If you want a substantive accounting of the man and his triumphs, we suggest you read those pieces. But here in the Crikey bunker, we’d rather offer a different account. One of Key’s bizarre habit of pulling ponytails.

You read that right. The lauded Kiwi prime minister repeatedly tugged on women’s hair, if it happened to be long hair gathered to one point and then allowed to fall in the arrangement commonly known as a ponytail.

The whole thing blew up in April last year when a waitress, in an anonymous account for a Kiwi blog, alleged the prime minister had, on at least six occasions in 2014, tugged on her hair while she served him:

“He would come up behind me when I was at the ordering terminal, tug on my hair and then pretend that his wife, Bronagh, had done it (much to her embarrassment), and she would tell him to stop it. As he rounded the corner behind me he commented ‘that’s a very tantalising ponytail’.”

The woman wrote that she objected to his “school yard bully” behaviour, but it didn’t stop. Instead, Key began to make “scary suspense sound effects, like from the movie Jaws” as he approached her to again yank her hair. Key, later being persuaded the waitress really didn’t like it, went on to present her with two bottles of his own JK wine by way of apology, saying he hadn’t realised the behaviour offended her.

The account swept like a hurricane throughout New Zealand. The woman was later revealed to be Amanda Bailey, a 26-year-old waitress. Key didn’t dispute the incident — a statement released in response said his actions were “intended to be lighthearted” and that he had apologised.

The incident was far from isolated — some of Key’s hair-pulling has been caught on TV cameras.
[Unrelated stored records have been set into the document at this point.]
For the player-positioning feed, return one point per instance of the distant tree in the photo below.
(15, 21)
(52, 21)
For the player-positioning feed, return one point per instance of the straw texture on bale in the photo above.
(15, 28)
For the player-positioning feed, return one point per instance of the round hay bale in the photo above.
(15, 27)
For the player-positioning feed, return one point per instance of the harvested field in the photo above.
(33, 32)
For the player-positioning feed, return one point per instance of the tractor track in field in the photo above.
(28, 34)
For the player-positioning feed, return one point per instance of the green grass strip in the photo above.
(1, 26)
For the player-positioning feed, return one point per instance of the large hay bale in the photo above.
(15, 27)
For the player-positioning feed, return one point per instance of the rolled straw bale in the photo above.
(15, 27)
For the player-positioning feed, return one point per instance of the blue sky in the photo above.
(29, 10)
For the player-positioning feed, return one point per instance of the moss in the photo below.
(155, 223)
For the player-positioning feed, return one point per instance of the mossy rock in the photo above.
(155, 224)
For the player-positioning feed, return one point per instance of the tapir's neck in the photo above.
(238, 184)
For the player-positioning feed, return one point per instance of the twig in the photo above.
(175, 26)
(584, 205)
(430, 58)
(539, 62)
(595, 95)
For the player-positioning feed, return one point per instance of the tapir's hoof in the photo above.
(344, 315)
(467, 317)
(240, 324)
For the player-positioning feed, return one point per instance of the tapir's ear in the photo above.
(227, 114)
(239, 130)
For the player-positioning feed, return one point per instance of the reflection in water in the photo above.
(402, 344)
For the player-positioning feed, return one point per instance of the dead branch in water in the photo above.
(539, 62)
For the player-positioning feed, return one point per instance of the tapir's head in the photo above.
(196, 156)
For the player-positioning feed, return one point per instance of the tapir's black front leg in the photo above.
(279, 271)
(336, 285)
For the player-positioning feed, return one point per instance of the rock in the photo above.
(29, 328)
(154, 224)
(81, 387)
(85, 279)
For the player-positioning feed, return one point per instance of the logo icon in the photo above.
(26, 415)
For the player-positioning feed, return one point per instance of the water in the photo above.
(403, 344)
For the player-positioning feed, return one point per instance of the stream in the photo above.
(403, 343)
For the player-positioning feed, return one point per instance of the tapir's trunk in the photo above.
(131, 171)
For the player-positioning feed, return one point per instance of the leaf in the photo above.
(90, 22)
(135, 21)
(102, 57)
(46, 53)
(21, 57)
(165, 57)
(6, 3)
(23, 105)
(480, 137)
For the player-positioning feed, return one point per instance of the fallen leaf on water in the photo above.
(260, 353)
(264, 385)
At a school visit, Key was filmed pulling the braided pigtails of a young child, asking her, “the boys don’t pull it, do they?” (The boys didn’t, she responded, though clearly the prime minister did.) During another video from April 2014, of Key standing next to two young girls on the street near Key’s beach house in Omaha, a reporter knelt down and ask them if they knew who was standing next to them. “The prime minister,” one uttered, while a disembodied hand (presumably Key’s?) can be seen reaching for her hair.

Later, Kiwi PR operative Mark Blackman told the New Zealand Herald that while watching the footage on TV, his daughter piped up that: “That’s what the Prime Minister did at Te Papa to my two friends”. She had visited the Te Papa national museum on a school trip in 2014.

“I guess she was a bit amazed, she was just intrigued that it had happened to her friends as well, she was surprised,” Blackham told the Herald. “I think it puts a bit more perspective on it … I don’t know if it’s affectionate or what it is, but it’s clearly a thing he does.”